To overcome these limitations the authors propose two intertwined ideas. First, they replace the single static limit with a sequence of conditional control limits. The CUSUM statistic Sₙ is reset to zero each time it crosses the lower boundary; the distribution of Sₙ after the most recent reset (i.e., conditional on S_τ = 0) is generally different from the unconditional distribution. By estimating the (1 − α) quantile of this conditional distribution, a dynamic limit h_τ is obtained that adapts to the length of the current run of positive CUSUM values. This makes the chart more responsive to the actual variability of the process after each reset.

Second, the conditional distribution is estimated non‑parametrically via bootstrap. From the in‑control sample {X₁,…,X_m} the authors generate B bootstrap replicates using a block‑bootstrap scheme that preserves any serial dependence. For each replicate they compute the CUSUM path, record the reset times τ, and collect the subsequent Sₙ values. The empirical conditional distribution of Sₙ given S_τ = 0 is then formed, and its (1 − α) quantile defines h_τ. As B grows large, h_τ converges to the true conditional quantile, providing a distribution‑free estimate of the control limit.

The implementation proceeds as follows: (1) choose block length ℓ and bootstrap repetitions B; (2) generate B resampled series and compute CUSUM trajectories; (3) for each observed reset τ, compute the empirical (1 − α) quantile to obtain h_τ; (4) during real‑time monitoring, compare the current CUSUM value with the appropriate h_τ and signal if it exceeds the limit.

Simulation experiments cover a wide range of in‑control and out‑of‑control families (normal, log‑normal, exponential, t‑distribution, mixtures). Results show that the proposed method achieves the target ARL₀ (e.g., 200) within a 5 % error margin even when the data are heavily skewed or heavy‑tailed, whereas the conventional normal‑based CUSUM can deviate by 30 %–70 %. In out‑of‑control scenarios the average out‑of‑control ARL (ARL₁) is consistently lower for the bootstrap‑based chart, especially when the shift is asymmetric or the variance change is large; gains of 30 %–40 % in detection speed are reported. Sensitivity analysis indicates that a modest in‑control sample size (m ≥ 50) yields stable h_τ estimates, while smaller samples require careful block‑length selection to avoid over‑dispersion.

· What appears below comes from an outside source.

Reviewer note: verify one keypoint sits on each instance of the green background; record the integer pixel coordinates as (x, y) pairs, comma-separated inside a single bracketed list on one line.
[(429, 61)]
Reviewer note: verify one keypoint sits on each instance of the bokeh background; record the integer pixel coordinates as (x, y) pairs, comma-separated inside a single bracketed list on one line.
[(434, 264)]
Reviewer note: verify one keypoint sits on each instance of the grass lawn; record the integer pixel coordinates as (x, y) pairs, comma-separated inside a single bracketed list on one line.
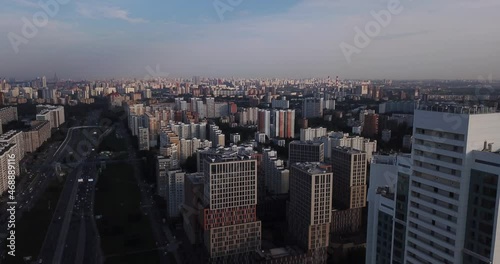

The authors acknowledge several practical considerations. The bootstrap introduces two tuning parameters (block length ℓ and number of replications B) that must be set by the practitioner; automatic selection methods are suggested as future work. The current framework is limited to univariate CUSUM; extensions to multivariate CUSUM, variance monitoring (e.g., EWMA of squared residuals), or simultaneous monitoring of location and scale are not addressed. Potential research directions include (i) data‑driven block‑length algorithms, (ii) hybrid Bayesian‑bootstrap approaches for very small m, (iii) online, incremental bootstrap schemes to reduce computational latency, and (iv) integration with modern SPC platforms for real‑time deployment.

In conclusion, the paper delivers a distribution‑free, bootstrap‑based CUSUM procedure that dynamically adjusts control limits according to the conditional behavior of the statistic after each reset. By doing so it preserves the desired in‑control ARL, remains robust across a broad spectrum of underlying distributions, and improves out‑of‑control detection speed without relying on normality assumptions. This contribution offers a practical, theoretically sound alternative for quality engineers and data scientists tasked with monitoring processes where distributional knowledge is limited or unreliable.